RNA preparation, cDNA synthesis, and quantitative reverse transcription PCR analysis (qRT-PCR)

RNA was extracted using RNAStat60 (TelTest) according to the manufacturer's directions. Genomic DNA contamination was eliminated by DNase I (Roche) treatment in 4.5 mM MgCl₂. cDNA for qPCR assays was prepared from 4 μg (tissue samples) or 1 μg (cell lines) DNase-treated RNA using High Capacity cDNA Reverse Transcription kit (Life Technologies). Gene expression levels were measured in triplicate wells of a 384-well reaction plate with 10 ng cDNA per well on an Applied Biosystems 7900HT with SYBR Green chemistry using the following primers: human Klotho forward, 5′-TCAAAAAGTTCATCATGGAAACC-3′ and reverse, 5′-ATGAGGGACCATGCGGTAT-3′; human βKlotho forward, 5′-ACCACGGCCATCTACATGAT-3′ and reverse, 5′-CGTATTTCATCTAACCTTATTGCTTG-3′; human γKlotho forward, 5′-GCAGCACACCACATCAT TAAGG-3′ and reverse, 5′-CTGCGCCACGTGGTGTTA-3′; mouse γKlotho forward, 5′-AAGTTACATTGCACT CAGTTCTGC-3′ and reverse, 5′-CCCTTTTATATCCAC GCCATC-3′; human FGFR1 forward, 5′-AGGCTACAAGG TCCGTTATGC-3′ and reverse, 5′-TGCCGTACTCATTC TCCACAA-3′; human FGFR2 forward, 5′-TTAAGCA GGAGCATCGCATTG-3′ and reverse, 5′-GGGACCACAC TTTCCATAATGAG-3′; human FGFR3 forward, 5′-CCTCGGGAGATGACGAAGAC-3′ and reverse, 5′-CGGGCCGTGTCCAGTAAGG-3′; human FGFR4 forward, 5′-TGCAGAATCTCACCTTGATTACA-3′ and reverse, 5′-GGGGTAACTGTGCCTATTCG-3′; human cyclophilin B forward, 5′-GGAGATGGCACAGGAGGAA −3′ and reverse, 5′-GCCCGTAGTGCTTCAGTTT-3′; human Rplp0 forward, 5′-CGAGGGCACCTGGAAAAC-3′ and reverse, 5′-CACATTCCCCCGGATATG-3′. Primers were designed using Roche Universal Probe Library Assay Design Center and used in 150 nM concentration. For primer validation and efficiency determination, standard human/mouse universal cDNA was used. PCR efficiencies were calculated from the slope of the resulting standard curves. qRT-PCR data were analyzed by ABI instrument software SDS2.1. Baseline values of amplification plots were set automatically and threshold values were kept constant to obtain normalized cycle time and linear regression data. Normalized mRNA levels, which are expressed as arbitrary units (AU), were obtained by dividing the averaged, efficiency corrected values for mRNA expression by that for reference gene (cyclophilin B and/or Rplp0) [72]. The resulting values were multiplied by 10² for graphical representation unless otherwise stated.

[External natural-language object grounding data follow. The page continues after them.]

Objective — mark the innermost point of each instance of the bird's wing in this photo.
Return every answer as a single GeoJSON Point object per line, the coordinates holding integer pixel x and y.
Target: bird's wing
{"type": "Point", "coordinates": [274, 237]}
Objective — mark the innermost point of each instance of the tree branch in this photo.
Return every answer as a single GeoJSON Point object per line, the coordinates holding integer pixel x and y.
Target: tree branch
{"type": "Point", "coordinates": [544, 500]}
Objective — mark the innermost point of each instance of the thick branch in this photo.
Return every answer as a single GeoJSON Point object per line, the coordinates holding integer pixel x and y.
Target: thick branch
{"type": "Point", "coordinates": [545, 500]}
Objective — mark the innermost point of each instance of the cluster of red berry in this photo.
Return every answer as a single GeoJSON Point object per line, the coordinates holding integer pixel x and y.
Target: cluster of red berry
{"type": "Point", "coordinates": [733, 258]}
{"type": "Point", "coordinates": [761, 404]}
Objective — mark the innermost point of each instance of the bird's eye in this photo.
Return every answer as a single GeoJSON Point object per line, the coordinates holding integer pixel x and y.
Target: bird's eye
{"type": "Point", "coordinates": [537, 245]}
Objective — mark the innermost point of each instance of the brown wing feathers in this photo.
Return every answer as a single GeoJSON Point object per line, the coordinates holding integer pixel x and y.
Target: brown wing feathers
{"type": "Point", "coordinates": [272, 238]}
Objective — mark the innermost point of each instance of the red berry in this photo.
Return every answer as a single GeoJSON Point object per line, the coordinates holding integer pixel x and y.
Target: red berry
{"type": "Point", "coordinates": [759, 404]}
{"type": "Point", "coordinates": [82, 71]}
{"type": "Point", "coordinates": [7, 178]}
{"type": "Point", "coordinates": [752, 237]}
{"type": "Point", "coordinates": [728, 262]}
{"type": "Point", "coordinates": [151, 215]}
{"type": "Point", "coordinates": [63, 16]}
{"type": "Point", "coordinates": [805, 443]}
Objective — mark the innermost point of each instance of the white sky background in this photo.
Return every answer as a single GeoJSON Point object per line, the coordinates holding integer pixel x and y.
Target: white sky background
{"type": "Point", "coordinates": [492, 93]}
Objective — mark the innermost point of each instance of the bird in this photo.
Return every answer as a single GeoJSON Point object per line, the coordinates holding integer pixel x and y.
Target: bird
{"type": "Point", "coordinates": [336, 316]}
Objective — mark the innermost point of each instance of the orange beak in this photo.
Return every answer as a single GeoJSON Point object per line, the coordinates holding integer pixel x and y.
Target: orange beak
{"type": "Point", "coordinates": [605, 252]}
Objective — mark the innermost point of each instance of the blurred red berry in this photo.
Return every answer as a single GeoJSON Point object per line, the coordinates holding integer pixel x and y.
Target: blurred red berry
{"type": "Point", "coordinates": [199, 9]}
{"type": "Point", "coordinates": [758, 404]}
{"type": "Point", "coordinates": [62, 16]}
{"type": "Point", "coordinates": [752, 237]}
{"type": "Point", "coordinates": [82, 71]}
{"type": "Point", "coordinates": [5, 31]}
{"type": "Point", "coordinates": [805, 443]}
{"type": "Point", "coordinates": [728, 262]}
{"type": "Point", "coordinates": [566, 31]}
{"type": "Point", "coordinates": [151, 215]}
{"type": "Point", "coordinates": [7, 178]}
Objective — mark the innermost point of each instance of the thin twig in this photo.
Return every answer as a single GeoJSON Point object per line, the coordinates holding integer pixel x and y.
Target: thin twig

Antibodies and plasmid constructs

Antibodies used in this study were as follows: anti-ERK (Cell Signaling Technology # 9102), anti-P-ERK (Cell Signaling Technology # 4370), anti-Tubulin (Sigma Aldrich #T6199), and anti-cleaved PARP (Cell Signaling Technology#9541), anti-P-AKT (S473, Cell Signaling Technology#4060P), anti-AKT (Cell Signaling Technology#4961P), anti-γH2AX (Milipore# 07-164). cDNAs containing the mouse or human γKlotho were cloned into the pEF1 vector (Invitrogen) with a Flag-epitope tag at the C terminus.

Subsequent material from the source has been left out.